A Rubyist's Walk Along the C-side (Part 7): TypedData Objects

This is an article in a multi-part series called “A Rubyist’s Walk Along the C-side”

In the previous article, we saw how to define and use Ruby classes and modules through the C API. However, we might have noticed that for pretty much every operation, we needed to call into Ruby (e.g. reading and writing instance variables, calling methods, etc.). This, in many ways, defeats the purpose of writing a C extension since one of the goals of writing C extensions is to improve performance by relying on Ruby less. Spoiler alert: in a future article, we’ll use benchmarks to show that writing C extensions this way might actually be SLOWER than writing it in Ruby.

What are TypedData objects?

TypedData objects allow the C extension developer to store their own C struct in objects. Unlike instance variables where the values have to be valid Ruby objects, anything can be placed in this struct.

It’s important to note that when we pass a TypedData object back to Ruby, it will look just like any other Ruby object. In other words, we can still do operations like access instance variables and call methods on a TypedData object.

Memory layout

Let’s compare how the internal memory structure of TypedData objects differs from regular Ruby objects.

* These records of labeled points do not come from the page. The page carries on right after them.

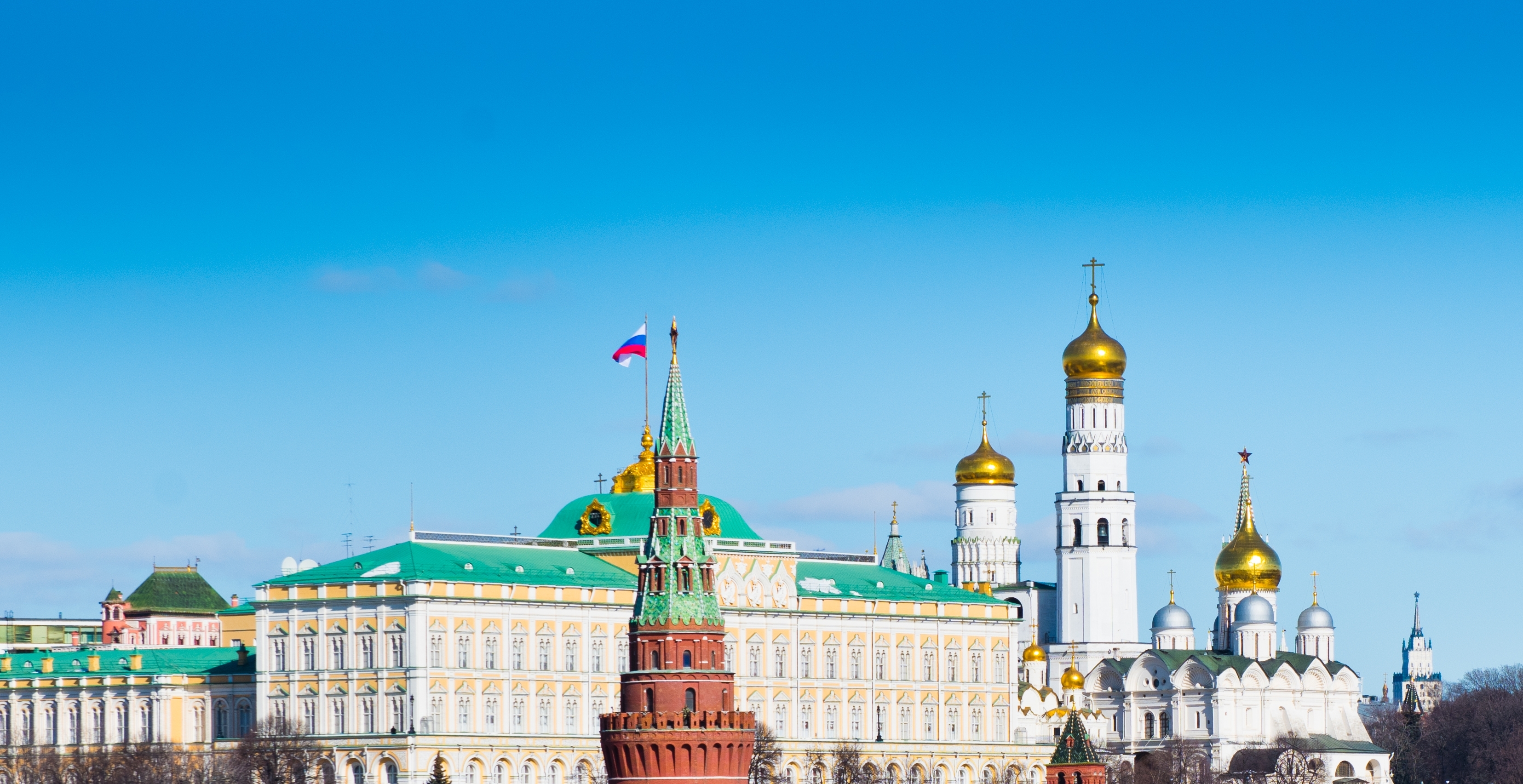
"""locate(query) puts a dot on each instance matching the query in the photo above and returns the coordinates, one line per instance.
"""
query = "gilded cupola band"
(1096, 392)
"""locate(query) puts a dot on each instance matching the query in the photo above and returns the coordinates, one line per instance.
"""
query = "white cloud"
(441, 278)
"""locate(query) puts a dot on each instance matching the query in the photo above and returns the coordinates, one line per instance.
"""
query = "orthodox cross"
(1092, 265)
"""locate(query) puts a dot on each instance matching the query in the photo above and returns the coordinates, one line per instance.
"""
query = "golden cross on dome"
(1092, 265)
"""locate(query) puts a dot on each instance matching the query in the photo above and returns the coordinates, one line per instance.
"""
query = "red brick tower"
(675, 721)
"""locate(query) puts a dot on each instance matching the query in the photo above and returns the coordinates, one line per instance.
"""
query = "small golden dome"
(638, 477)
(1094, 355)
(986, 466)
(1248, 562)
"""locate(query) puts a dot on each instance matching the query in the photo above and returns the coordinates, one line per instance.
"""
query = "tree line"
(273, 753)
(1473, 736)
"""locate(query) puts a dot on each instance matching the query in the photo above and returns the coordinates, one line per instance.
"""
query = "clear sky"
(261, 258)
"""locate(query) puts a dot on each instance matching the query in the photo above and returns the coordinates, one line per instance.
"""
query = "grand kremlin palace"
(500, 652)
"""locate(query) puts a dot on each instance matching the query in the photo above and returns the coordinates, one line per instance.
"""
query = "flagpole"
(648, 372)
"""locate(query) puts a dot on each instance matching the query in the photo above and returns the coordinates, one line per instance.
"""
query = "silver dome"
(1172, 617)
(1315, 617)
(1254, 609)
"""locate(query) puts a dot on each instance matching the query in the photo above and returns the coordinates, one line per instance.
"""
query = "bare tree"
(276, 753)
(765, 755)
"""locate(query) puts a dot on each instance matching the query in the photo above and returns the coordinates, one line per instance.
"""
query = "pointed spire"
(677, 436)
(895, 556)
(1245, 518)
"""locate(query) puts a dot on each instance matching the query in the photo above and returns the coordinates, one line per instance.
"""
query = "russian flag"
(636, 346)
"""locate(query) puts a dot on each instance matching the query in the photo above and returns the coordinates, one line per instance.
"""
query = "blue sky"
(255, 255)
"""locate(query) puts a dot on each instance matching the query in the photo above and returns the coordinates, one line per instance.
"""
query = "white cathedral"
(1243, 690)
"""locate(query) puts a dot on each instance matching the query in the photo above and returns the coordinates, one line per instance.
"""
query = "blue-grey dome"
(1315, 617)
(1254, 609)
(1172, 617)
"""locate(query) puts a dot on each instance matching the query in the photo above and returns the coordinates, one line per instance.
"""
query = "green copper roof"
(671, 605)
(1073, 744)
(837, 579)
(631, 516)
(677, 436)
(489, 564)
(115, 661)
(176, 589)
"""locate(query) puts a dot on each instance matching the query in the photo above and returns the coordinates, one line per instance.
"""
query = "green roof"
(851, 581)
(631, 516)
(115, 661)
(489, 564)
(176, 589)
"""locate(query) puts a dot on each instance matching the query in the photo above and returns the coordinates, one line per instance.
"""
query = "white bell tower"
(1096, 510)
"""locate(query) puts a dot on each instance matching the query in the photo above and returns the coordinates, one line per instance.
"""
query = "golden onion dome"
(1094, 355)
(986, 466)
(1248, 562)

Let’s first look at how regular Ruby objects are represented internally. Ruby has many built-in types (e.g. Class, Hash, Object, etc.). Every type requires allocating an RVALUE, which is a 40 byte region of memory. The RVALUE in the diagram below is the RObject structure. All RVALUEs have their first 16 bytes reserved: the first 8 bytes is for flags which contains metadata about the object, followed by klass which points to the class of the object. The remaining 24 bytes of the RVALUE is where the type can store its data and is different for every type. If you’re interested in a more detailed explanation of the RVALUE, read this.

RObject

The RObject type is used to represent Ruby objects that are not one of the built-in types. The 24 bytes in the RVALUE are used to store information about its instance variables. This includes three fields:

  • numiv: The number of instance variables.
  • ivptr: A pointer to all of the instance variables in a C array.
  • iv_index_tbl: A hash table that maps instance variable name to value.

RTypedData

Let’s now look at how TypedData objects are represented internally. The first 16 bytes are the same, with the flags and klass fields. The remaining 24 bytes are very different from the RObject type. The three fields for RTypedData are:

  • type: This holds a pointer to a rb_data_type_t struct that holds the configuration for the TypedData object. We’ll talk more about rb_data_type_t later.
  • typed_flag: Internal flags for the object.
  • data: A pointer to a region of memory that can contain any data that we want! When we allocate the TypedData object, we pass in a C struct that we want to allocate. The pointer to that allocated C struct is stored here. We’ll see how to allocate TypedData objects soon.

Advantages

As we’ll see in a future article, TypedData objects are fast. The main reason why it’s more performant is that it reads memory directly rather than looking up instance variables from a hash table. Another reason is that with TypedData objects we don’t need to call into Ruby as much, allowing the compiler to perform more optimizations.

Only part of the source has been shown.